Il y a un aspect diététique d’un côté, vouloir le mieux. Le lait maternel parce que c’est le meilleur, du bio parce que c’est le moins pire….même si la vie m’a fait lâcher du lest de ce côté. Mais je ne vous dis pas que je ne culpabilise pas devant les tas de céréales sucrées industrielles et les gouter en sachet qu’avalent mes enfants. En même temps, ils préfèrent les compotes en gourdes aux miennes, je n’y peux rien.

Mais surtout il y a un aspect hédoniste. Parce que j’aime manger et j’ai envie de partager ce plaisir avec eux. C’est important pour moi de leur faire découvrir les goût des choses notamment celui des fruits et des légumes (parce que le vrai goût du lait directement tiré du pis de la vache, ça me tente moins). Lorsque Petit putois était petit, nous étions adhérant à une Amap et avions un panier hebdomadaire. Plus tard, mon petit plaisir du samedi matin était d’aller au marché chez mon maraicher préféré (celui qui vous rajoute toujours un poireau et trois carotte) faire le plein.
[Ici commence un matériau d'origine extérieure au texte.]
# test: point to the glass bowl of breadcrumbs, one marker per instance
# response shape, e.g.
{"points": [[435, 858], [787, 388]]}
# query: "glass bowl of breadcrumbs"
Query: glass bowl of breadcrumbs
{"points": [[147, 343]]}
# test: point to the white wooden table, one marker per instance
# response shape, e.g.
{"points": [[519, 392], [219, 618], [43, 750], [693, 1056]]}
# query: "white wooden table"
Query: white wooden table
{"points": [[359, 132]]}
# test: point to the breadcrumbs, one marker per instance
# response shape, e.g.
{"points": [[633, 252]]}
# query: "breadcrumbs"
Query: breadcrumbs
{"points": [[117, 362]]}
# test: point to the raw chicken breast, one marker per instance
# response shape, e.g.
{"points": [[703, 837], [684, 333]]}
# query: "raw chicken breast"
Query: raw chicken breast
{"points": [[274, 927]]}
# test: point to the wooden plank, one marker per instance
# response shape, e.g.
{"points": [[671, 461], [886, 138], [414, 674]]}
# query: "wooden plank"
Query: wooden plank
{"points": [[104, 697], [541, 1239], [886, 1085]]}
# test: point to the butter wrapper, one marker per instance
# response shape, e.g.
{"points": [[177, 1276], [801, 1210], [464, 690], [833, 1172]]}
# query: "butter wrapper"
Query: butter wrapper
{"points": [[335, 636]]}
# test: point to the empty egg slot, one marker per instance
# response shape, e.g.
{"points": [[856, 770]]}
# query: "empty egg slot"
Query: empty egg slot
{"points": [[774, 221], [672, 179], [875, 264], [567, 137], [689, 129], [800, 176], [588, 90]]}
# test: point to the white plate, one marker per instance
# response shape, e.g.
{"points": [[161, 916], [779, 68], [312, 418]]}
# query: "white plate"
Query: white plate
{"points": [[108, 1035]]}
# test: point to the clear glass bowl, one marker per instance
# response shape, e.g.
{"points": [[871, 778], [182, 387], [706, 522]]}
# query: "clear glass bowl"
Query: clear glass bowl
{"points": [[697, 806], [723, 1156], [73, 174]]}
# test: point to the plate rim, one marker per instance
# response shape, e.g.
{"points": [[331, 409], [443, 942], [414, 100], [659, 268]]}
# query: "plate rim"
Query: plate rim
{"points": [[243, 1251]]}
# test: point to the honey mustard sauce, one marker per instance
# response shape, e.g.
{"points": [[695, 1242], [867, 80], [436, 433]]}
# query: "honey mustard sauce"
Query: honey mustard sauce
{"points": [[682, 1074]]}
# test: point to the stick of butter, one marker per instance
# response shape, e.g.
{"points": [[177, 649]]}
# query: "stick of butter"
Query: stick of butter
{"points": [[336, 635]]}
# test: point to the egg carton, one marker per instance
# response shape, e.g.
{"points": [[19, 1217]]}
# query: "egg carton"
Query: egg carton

Dans notre nouvelle ville, trouver un petit marché était une de mes priorité. Autant vous dire que j’ai déchanté devant les étals de bananes et de Pink Lady à 6.99€/kg du marché dominical et que j’ai déprimé devant les courgettes flétries du Leclerc. A force de persévérance, j’ai fini par trouver de quoi me ravitailler avec des producteurs locaux.

Il y a quelques jours, on a encore un peu poussé l’expérience en allant à la cueillette d’octeville ramasser nous même nos légumes. Les garçons ont débuter par la récolte des tomates cerises comme dans le jardin de mamie cet été. Ensuite les grosses tomates. Puis c’est parti en sucette avec des tours de brouettes, des mômes qui courent partout et une maman qui a envie de tout prendre. Pour moi qui rêve d’un jardin, c’était le pied. Les enfants se sont bien amusés aussi  et au final on a pris pleins de légumes aux couleurs bizarres. Maintenant il serait eut être temps d’y retourner car on n’a plus de Rubinette.

Et toi, tu as déjà testé ce type d’activité?